When compile and objdump the example source code:
void swap();
int buf[2] = {1, 2};
int main()
{
swap();
return 0;
}
Then gcc -Wall -c -o main.o main.c, and objdump -S -r main.o > main.asm; and will see the relocation entry for swap:
6: e8 fc ff ff ff call 7 <main+0x7> swap();
7: R_386_PC32 swap relocation entry
So when ld link the main.o and swap.o, the ld will use the relocation entry r of swap(offset=7, type=R_386_PC32) to determine the link address:
refaddr = ADDR(section .text) + r.offset
*refptr = (unsigned)(ADDR(r.symbol + *refptr - refptr)
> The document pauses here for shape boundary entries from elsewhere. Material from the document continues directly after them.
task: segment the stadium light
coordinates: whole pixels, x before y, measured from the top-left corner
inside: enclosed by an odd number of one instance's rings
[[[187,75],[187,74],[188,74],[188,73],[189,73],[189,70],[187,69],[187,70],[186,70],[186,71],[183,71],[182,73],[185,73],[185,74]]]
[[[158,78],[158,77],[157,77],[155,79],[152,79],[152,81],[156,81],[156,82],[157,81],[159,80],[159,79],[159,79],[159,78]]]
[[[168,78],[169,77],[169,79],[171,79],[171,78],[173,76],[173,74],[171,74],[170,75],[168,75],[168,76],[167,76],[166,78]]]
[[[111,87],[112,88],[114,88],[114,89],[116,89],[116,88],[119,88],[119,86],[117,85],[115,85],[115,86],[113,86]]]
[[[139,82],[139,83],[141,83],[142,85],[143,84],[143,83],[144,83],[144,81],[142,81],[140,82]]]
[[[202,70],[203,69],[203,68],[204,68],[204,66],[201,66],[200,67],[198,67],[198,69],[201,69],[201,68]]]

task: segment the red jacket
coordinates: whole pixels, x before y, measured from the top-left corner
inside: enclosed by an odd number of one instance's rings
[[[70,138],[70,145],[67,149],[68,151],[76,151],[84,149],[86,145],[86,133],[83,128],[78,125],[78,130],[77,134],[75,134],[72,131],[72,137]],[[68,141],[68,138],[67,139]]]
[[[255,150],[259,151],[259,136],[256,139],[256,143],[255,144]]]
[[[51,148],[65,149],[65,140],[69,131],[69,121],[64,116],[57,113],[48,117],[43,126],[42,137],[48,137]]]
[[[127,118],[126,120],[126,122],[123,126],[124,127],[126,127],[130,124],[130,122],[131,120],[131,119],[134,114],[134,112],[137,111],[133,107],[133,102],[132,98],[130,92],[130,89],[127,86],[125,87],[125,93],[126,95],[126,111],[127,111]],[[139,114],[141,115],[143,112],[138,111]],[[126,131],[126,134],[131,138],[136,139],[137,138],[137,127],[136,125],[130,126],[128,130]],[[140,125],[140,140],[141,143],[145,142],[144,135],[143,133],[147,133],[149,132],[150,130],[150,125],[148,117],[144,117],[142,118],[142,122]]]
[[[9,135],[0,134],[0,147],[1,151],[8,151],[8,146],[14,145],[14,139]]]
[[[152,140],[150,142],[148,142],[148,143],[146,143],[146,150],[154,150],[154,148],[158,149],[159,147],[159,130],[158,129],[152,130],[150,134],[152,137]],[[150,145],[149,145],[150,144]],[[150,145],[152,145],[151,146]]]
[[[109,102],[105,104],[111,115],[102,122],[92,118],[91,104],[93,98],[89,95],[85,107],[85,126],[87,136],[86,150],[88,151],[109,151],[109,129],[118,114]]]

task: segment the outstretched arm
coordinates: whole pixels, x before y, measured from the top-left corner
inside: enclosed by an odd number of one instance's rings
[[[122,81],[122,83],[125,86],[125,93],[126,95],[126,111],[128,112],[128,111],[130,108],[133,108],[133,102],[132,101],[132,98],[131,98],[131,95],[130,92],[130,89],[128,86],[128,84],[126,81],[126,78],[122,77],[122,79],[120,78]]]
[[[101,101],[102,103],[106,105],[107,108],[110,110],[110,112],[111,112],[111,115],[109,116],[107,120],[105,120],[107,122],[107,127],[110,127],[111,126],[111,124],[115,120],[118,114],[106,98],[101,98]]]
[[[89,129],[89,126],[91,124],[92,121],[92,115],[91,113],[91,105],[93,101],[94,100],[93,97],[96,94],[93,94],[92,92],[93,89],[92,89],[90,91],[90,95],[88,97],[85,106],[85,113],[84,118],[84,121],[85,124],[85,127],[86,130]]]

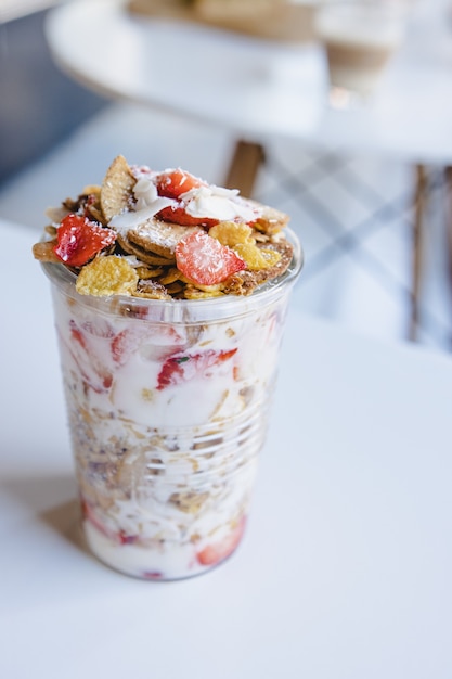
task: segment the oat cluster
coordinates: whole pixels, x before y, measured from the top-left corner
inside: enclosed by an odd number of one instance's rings
[[[154,185],[147,177],[158,189],[148,205],[140,194],[143,184]],[[101,185],[86,187],[76,200],[48,212],[52,223],[34,256],[64,264],[77,276],[77,291],[95,296],[249,295],[286,271],[293,258],[284,234],[287,215],[234,194],[232,204],[250,219],[193,217],[186,196],[199,188],[209,185],[183,170],[157,174],[117,156]],[[162,196],[170,196],[171,205],[153,214]]]

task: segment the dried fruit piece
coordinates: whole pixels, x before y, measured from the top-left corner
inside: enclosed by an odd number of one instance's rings
[[[203,231],[182,239],[175,252],[179,271],[199,285],[216,285],[246,269],[244,260],[232,249]]]
[[[207,184],[198,177],[194,177],[194,175],[186,172],[180,167],[162,172],[157,177],[158,195],[164,195],[168,198],[178,198],[182,193],[199,187],[207,187]]]
[[[69,267],[82,267],[116,241],[116,233],[81,215],[67,215],[56,232],[53,252]]]
[[[60,257],[55,255],[56,241],[42,241],[35,243],[33,246],[33,256],[39,261],[51,261],[57,264],[61,261]]]
[[[138,273],[121,257],[109,255],[96,257],[83,267],[78,274],[76,289],[80,295],[107,297],[108,295],[131,295],[137,290]]]

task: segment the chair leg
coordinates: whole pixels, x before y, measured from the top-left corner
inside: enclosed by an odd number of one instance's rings
[[[263,146],[238,140],[235,144],[224,187],[238,189],[243,196],[250,197],[264,157]]]
[[[448,255],[449,255],[449,277],[452,283],[452,165],[445,168],[445,219],[448,234]]]
[[[416,165],[414,191],[414,215],[412,231],[412,291],[411,291],[411,318],[410,340],[415,341],[419,322],[419,292],[423,268],[423,227],[427,198],[427,170],[425,165]]]

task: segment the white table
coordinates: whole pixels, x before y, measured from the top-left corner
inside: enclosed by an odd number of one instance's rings
[[[189,22],[141,18],[125,0],[78,0],[51,12],[56,62],[88,87],[216,123],[237,137],[288,137],[410,162],[452,158],[449,0],[417,0],[404,46],[375,102],[326,105],[326,64],[313,42],[259,40]]]
[[[409,332],[414,337],[428,194],[425,166],[452,164],[449,0],[416,4],[405,43],[375,101],[347,112],[326,103],[326,64],[314,42],[259,40],[190,22],[142,18],[126,12],[125,0],[64,4],[50,14],[47,36],[55,61],[85,86],[233,131],[238,142],[223,183],[244,195],[253,192],[269,139],[413,164]]]
[[[80,547],[36,232],[0,233],[1,677],[450,679],[451,359],[292,308],[243,545],[134,580]]]

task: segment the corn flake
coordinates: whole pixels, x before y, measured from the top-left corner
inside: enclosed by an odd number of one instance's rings
[[[269,269],[281,259],[280,253],[274,249],[257,247],[253,243],[237,243],[233,249],[246,262],[250,271]]]
[[[253,229],[246,223],[220,221],[209,230],[211,238],[220,241],[221,245],[234,247],[237,243],[254,243]]]
[[[87,264],[78,274],[76,289],[80,295],[107,297],[131,295],[137,290],[137,283],[138,273],[127,259],[109,255]]]

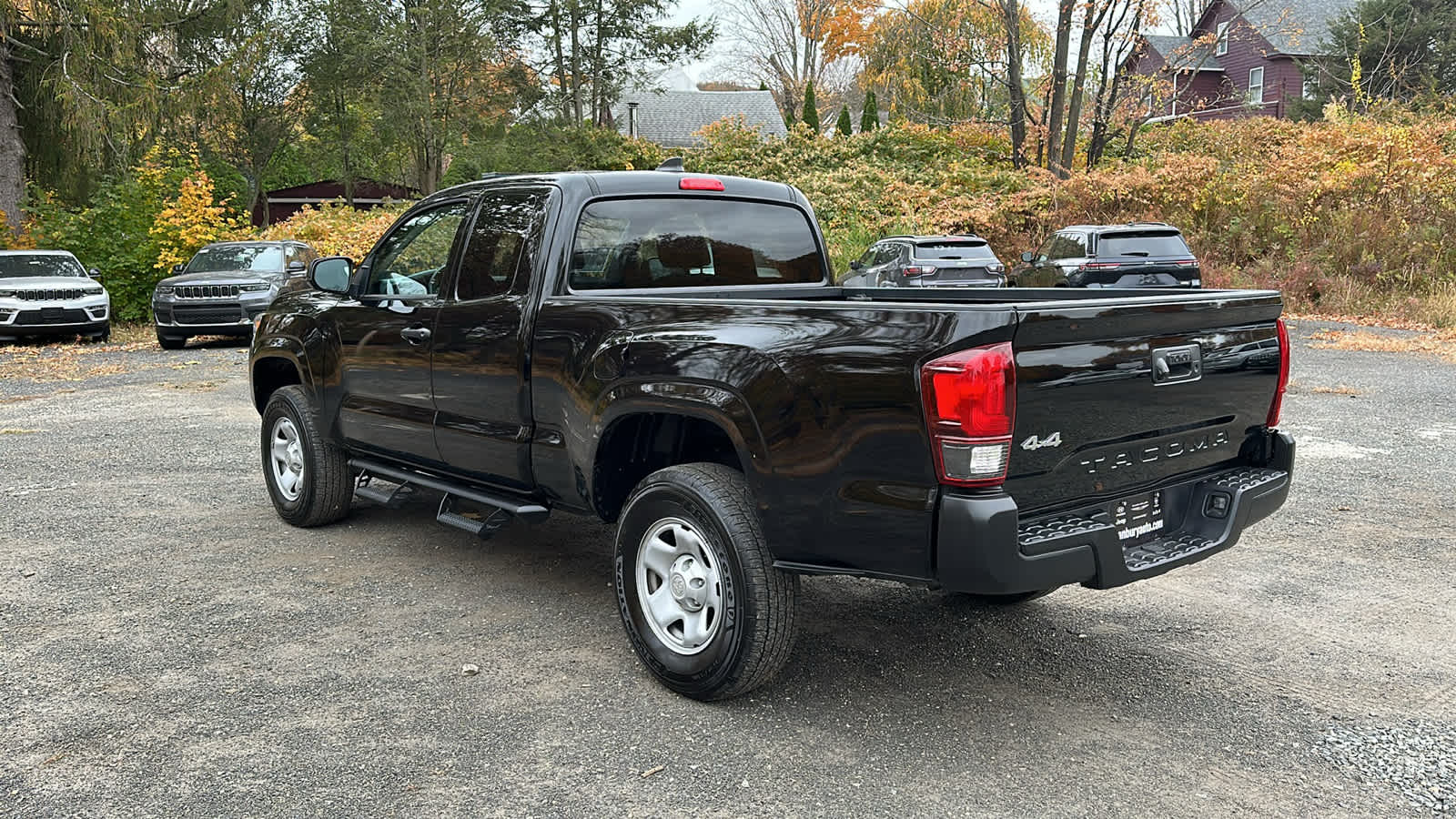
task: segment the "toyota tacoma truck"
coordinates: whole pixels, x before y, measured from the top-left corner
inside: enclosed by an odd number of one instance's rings
[[[249,361],[278,514],[614,522],[628,638],[699,700],[779,670],[804,574],[1108,589],[1289,493],[1273,291],[837,287],[799,191],[680,165],[450,188],[309,275]]]

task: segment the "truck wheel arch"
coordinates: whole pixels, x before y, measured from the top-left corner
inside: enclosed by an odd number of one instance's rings
[[[252,364],[253,407],[262,412],[274,392],[296,383],[307,383],[303,377],[303,364],[296,356],[271,351],[256,358]]]
[[[622,512],[636,485],[680,463],[721,463],[754,482],[761,452],[725,414],[699,407],[612,407],[598,428],[591,465],[591,504],[606,522]]]

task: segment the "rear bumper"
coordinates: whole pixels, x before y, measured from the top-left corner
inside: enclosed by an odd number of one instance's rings
[[[1197,563],[1238,542],[1289,497],[1294,439],[1275,433],[1267,466],[1239,466],[1158,487],[1174,529],[1137,545],[1118,539],[1095,504],[1021,520],[1006,494],[945,494],[936,525],[936,580],[952,592],[1009,595],[1082,583],[1111,589]],[[1226,512],[1210,514],[1223,495]],[[1172,510],[1178,510],[1174,513]]]

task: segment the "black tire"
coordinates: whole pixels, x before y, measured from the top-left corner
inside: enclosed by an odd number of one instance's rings
[[[313,398],[298,386],[280,388],[268,398],[262,423],[264,481],[278,517],[294,526],[323,526],[349,513],[354,500],[354,474],[349,471],[344,447],[319,433]],[[297,449],[290,463],[298,469],[290,490],[281,484],[280,472],[293,474],[290,466],[275,468],[274,443],[291,428]],[[287,447],[285,447],[287,449]]]
[[[715,627],[699,647],[684,653],[664,641],[661,630],[673,640],[670,628],[649,621],[639,596],[639,573],[651,586],[648,568],[638,555],[649,536],[664,525],[686,525],[711,564],[719,593],[721,611]],[[665,542],[665,541],[664,541]],[[683,560],[677,557],[674,571]],[[658,589],[676,597],[676,580],[657,577]],[[693,581],[689,581],[693,583]],[[783,667],[794,650],[795,611],[799,579],[773,567],[773,555],[763,538],[759,514],[744,477],[718,463],[668,466],[648,475],[632,491],[617,523],[616,544],[617,605],[622,625],[642,663],[667,688],[695,700],[727,700],[759,688]],[[709,593],[713,586],[709,583]],[[699,611],[708,612],[703,605]],[[683,621],[686,635],[686,619]]]

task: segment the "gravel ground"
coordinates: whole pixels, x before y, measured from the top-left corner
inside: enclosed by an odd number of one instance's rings
[[[601,523],[291,529],[243,348],[0,348],[0,813],[1449,815],[1456,366],[1329,326],[1235,549],[1013,609],[811,579],[719,705],[636,663]]]

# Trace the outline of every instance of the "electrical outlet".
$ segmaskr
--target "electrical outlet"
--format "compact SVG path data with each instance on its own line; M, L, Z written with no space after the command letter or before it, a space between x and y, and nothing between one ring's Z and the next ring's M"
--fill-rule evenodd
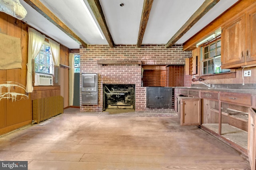
M251 70L246 70L244 71L244 77L250 77L251 76Z

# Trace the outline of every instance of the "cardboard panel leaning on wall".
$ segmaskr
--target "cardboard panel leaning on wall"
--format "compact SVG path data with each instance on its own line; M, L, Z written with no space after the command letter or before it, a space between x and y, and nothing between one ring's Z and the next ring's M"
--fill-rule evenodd
M0 70L0 84L6 81L13 82L26 86L26 66L28 62L28 36L27 26L20 21L4 13L0 13L1 33L20 38L22 50L22 68ZM2 88L2 93L6 90ZM16 93L25 94L22 89L14 88ZM0 134L14 130L31 123L32 120L31 101L28 99L16 100L2 99L0 100L1 114L0 115ZM2 106L3 107L2 107ZM2 109L3 108L3 109ZM2 111L3 113L2 113Z

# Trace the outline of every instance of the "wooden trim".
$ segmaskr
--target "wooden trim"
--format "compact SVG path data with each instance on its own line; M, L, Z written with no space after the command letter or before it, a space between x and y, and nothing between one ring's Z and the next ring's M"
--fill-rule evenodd
M149 14L151 10L152 4L153 0L144 0L143 4L143 9L140 19L140 29L138 36L137 41L137 47L140 48L142 42L142 39L144 36L144 33L147 27L148 21L149 18Z
M141 64L141 61L138 60L97 60L97 64Z
M111 48L114 48L115 44L108 30L105 19L105 16L104 16L103 12L99 0L87 0L87 1L90 4L92 10L109 46Z
M33 90L60 90L60 86L36 86L33 87Z
M80 45L84 48L87 47L87 44L86 43L80 39L39 0L24 0L24 1Z
M166 44L166 48L170 48L181 38L198 21L213 7L220 0L206 0L188 20L179 29Z
M256 4L255 0L241 0L216 18L208 25L183 44L183 51L192 51L196 48L196 44L237 15L246 11L247 8Z
M236 72L223 72L216 74L202 75L196 77L203 77L205 80L220 79L222 78L235 78Z

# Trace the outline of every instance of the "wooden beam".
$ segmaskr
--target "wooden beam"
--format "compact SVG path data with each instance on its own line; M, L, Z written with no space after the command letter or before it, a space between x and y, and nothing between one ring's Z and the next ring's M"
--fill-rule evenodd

And the operand of call instruction (fc ff ff ff) -4 is perfectly suiting for 386 instruction set.
But when I repeat this in a X86_64 Linux, I found the code for the call is:
9: e8 00 00 00 00 callq e <main+0xe>
a: R_X86_64_PC32 swap relocation entry
Then My question is why the operand of call(e8) in 386 is -4((fc ff ff ff), but the operand in X86_64 main.o is 00 00 00 00? Is it because of the different instruction set(call vs. callq), or just the GNU ld use different algorithm to relocation R_X86_64_PC32?
Hope for you answer, Many thanks.
回答1:
The value doesn't matter, it will be overwritten during the relocation process. Apparently, for i386 the compiler defaults to pointing to the relocation entry itself, while for x86-64 it points to the next instruction. It's just a dummy value anyway.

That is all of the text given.